Ela lembra que 57% da população no Brasil está acima do peso, segundo dados de 2021 do Sistema de Vigilância de Fatores de Risco e Proteção para Doenças Crônicas. “É um grande erro acreditar que um corpo gordo não pode ser um corpo saudável. Isso só mostra o quanto a gordofobia está internalizada nas pessoas, seja quando acreditam que um corpo gordo não pode ser saudável ou quando acreditam que um corpo magro é saudável. Nem sempre é assim, inclusive, temos de questionar o que significa ser saudável em uma sociedade doente”, afirma a pesquisadora.

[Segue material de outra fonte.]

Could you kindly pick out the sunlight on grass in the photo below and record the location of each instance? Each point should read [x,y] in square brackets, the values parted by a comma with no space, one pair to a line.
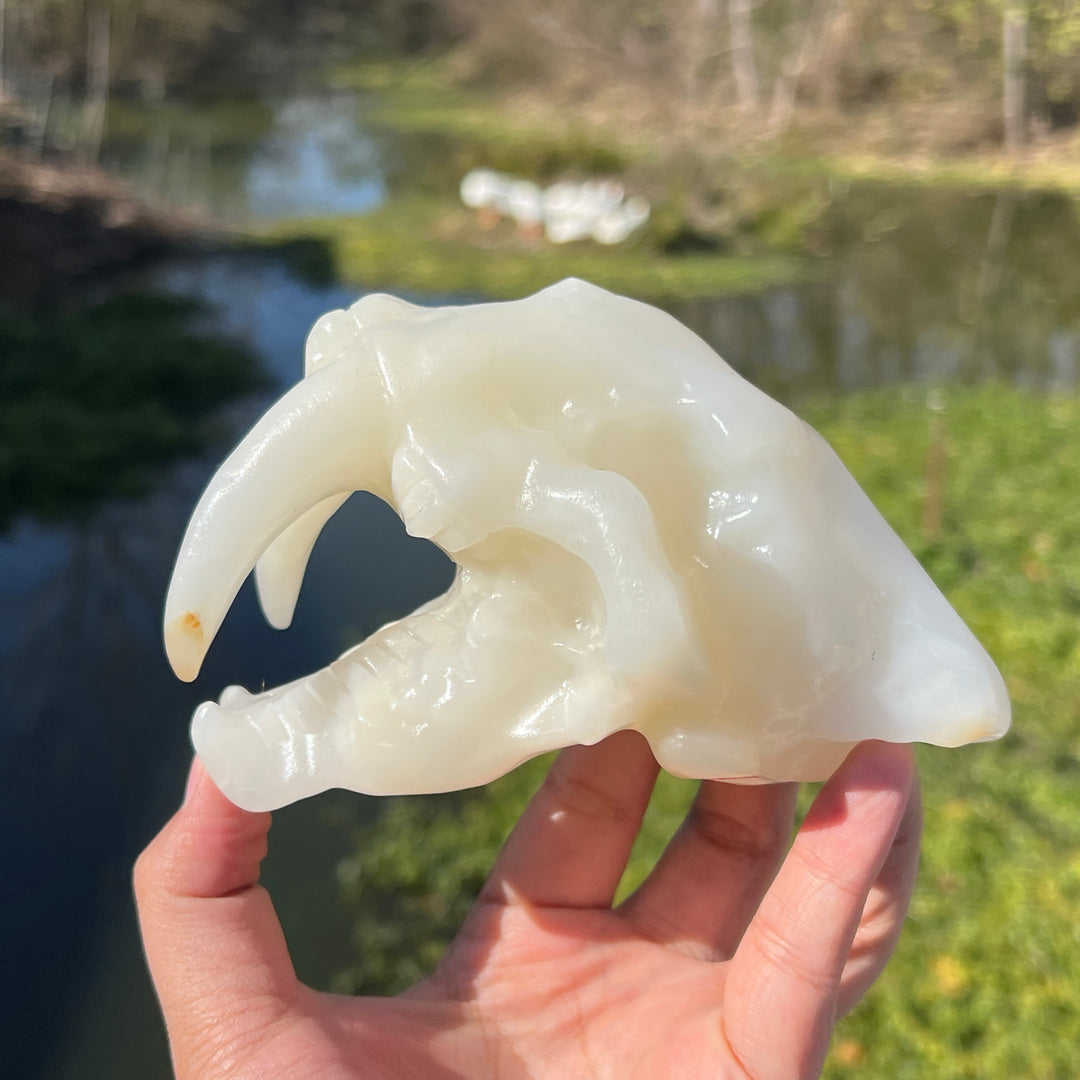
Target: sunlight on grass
[984,982]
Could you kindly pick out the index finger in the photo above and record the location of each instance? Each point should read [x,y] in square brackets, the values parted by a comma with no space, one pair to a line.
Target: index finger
[791,960]
[215,948]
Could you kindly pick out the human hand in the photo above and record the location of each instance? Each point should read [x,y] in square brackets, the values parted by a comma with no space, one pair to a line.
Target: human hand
[730,960]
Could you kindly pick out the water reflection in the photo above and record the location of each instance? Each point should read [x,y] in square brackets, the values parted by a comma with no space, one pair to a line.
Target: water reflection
[93,738]
[244,160]
[918,286]
[93,725]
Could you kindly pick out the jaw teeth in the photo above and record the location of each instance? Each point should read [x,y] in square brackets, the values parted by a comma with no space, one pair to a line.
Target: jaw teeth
[644,540]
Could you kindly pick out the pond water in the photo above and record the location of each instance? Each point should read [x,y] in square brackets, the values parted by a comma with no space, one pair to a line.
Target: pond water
[917,287]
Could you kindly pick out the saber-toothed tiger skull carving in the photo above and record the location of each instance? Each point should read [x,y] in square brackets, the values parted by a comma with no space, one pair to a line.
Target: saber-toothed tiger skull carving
[643,540]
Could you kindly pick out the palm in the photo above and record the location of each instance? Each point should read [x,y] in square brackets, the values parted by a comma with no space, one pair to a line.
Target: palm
[696,974]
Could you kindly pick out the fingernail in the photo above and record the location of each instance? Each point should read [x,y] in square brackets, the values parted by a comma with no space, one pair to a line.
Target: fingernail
[193,779]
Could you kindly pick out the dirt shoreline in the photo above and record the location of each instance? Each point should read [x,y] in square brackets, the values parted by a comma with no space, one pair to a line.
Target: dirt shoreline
[64,223]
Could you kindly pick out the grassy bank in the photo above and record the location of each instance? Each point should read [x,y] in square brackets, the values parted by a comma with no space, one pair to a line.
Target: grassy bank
[435,245]
[983,984]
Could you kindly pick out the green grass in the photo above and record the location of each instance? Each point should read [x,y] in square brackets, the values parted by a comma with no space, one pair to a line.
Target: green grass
[432,244]
[985,982]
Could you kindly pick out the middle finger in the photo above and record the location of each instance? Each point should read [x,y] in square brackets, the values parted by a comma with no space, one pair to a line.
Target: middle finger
[709,882]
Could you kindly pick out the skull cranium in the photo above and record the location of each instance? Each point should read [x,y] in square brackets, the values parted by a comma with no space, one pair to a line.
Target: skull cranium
[643,540]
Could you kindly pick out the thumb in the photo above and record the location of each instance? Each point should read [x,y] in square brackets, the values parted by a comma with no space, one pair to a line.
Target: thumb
[213,942]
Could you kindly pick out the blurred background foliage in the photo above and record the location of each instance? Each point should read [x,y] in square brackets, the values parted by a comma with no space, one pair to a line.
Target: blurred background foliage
[984,983]
[868,207]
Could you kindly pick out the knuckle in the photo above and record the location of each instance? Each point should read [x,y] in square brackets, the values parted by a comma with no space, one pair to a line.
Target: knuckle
[583,797]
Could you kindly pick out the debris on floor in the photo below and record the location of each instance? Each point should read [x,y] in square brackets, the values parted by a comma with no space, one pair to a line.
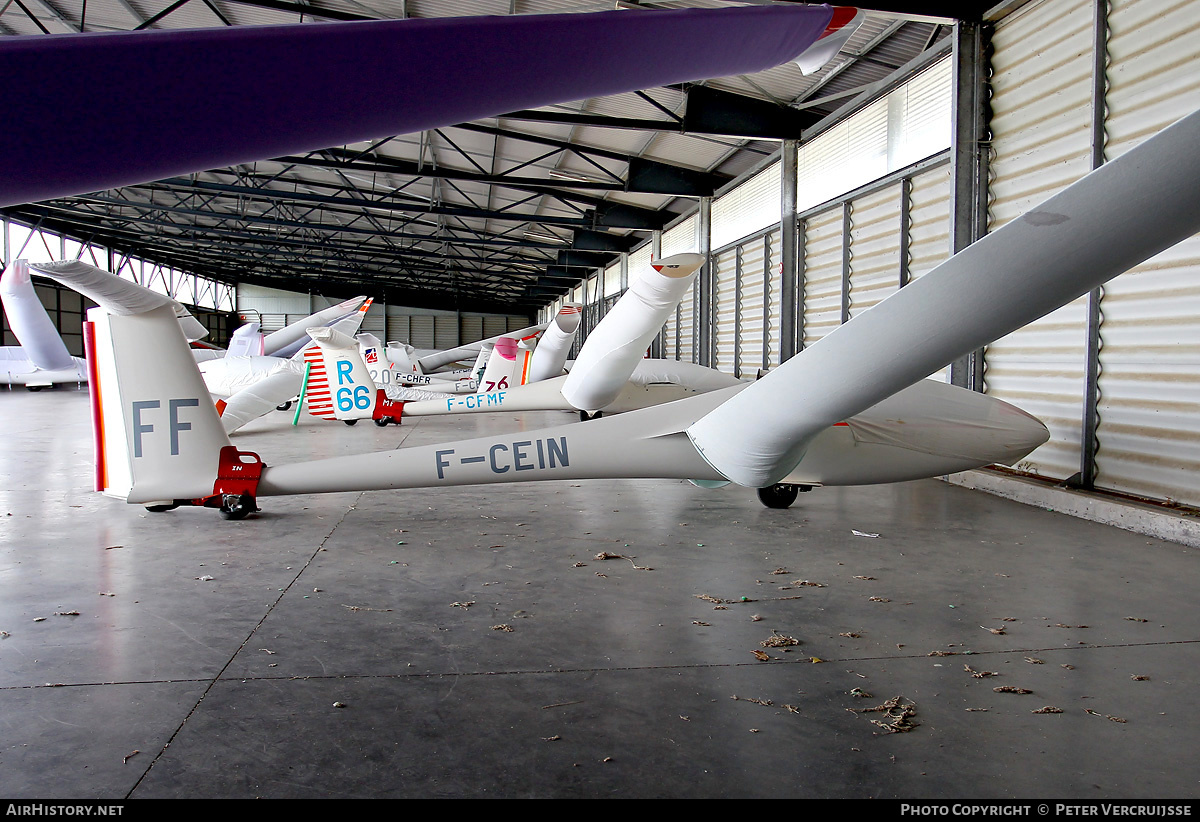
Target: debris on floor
[778,640]
[979,675]
[899,713]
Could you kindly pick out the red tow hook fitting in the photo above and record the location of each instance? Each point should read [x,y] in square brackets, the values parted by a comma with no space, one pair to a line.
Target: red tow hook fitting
[237,484]
[387,411]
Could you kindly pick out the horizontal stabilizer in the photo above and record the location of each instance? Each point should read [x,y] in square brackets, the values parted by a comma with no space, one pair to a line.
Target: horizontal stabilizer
[118,295]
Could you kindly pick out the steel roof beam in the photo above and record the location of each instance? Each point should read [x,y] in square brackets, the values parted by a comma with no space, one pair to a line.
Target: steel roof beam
[707,112]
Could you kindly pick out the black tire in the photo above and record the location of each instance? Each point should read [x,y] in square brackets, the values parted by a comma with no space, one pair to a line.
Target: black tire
[781,495]
[238,508]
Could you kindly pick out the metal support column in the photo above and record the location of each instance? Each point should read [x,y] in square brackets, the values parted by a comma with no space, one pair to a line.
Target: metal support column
[737,312]
[969,163]
[905,228]
[655,255]
[1089,444]
[703,317]
[846,225]
[790,298]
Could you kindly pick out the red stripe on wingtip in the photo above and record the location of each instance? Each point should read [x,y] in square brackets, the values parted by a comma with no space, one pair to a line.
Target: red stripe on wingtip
[841,16]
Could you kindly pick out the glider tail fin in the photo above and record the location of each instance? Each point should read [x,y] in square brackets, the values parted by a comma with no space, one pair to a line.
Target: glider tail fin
[159,438]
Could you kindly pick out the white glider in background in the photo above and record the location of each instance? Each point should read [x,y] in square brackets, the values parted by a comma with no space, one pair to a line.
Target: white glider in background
[610,375]
[161,444]
[250,341]
[250,387]
[244,387]
[555,345]
[42,358]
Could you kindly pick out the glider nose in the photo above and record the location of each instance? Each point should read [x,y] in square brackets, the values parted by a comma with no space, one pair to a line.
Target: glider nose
[1025,432]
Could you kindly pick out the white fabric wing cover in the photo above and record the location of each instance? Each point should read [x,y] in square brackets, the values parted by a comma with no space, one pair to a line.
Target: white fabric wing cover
[615,347]
[119,297]
[29,322]
[288,340]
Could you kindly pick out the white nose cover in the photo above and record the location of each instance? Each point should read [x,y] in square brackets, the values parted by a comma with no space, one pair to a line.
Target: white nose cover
[615,347]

Para o advogado criminalista Matheus Herren Falivene, em algumas situações, chamar uma pessoa de gorda pode configurar crime. “Apesar de a gordofobia não configurar o crime de racismo por falta de disposição legal, eventuais condutas gordofóbicas podem configurar o crime de injúria, previsto no artigo 140 do Código Penal”, explicou.
Para a configuração do crime, afirma, é necessário demonstrar o dolo, a intenção do autor em ofender a vítima. “Quando restar configurado o crime ou até mesmo em outras situações em que, ainda que não tenha ocorrido o crime, a pessoa tenha tido sua honra ou sua imagem atingidas, será possível a reparação civil, por meio de uma ação de indenização por danos morais”, disse.
O jurista observou que houve aumento na demanda para propor essas ações. “Isso se deve a mais informação a respeito do tema e, também, porque só recentemente a gordofobia passou a ser considerada um tema relevante. Antes, na maioria das vezes, essas ações nem eram propostas ou, se eram, eram julgadas improcedentes sob a alegação de que haveria ‘animus jocandi’, que é vontade de fazer uma piada, brincar, e não de ofender.”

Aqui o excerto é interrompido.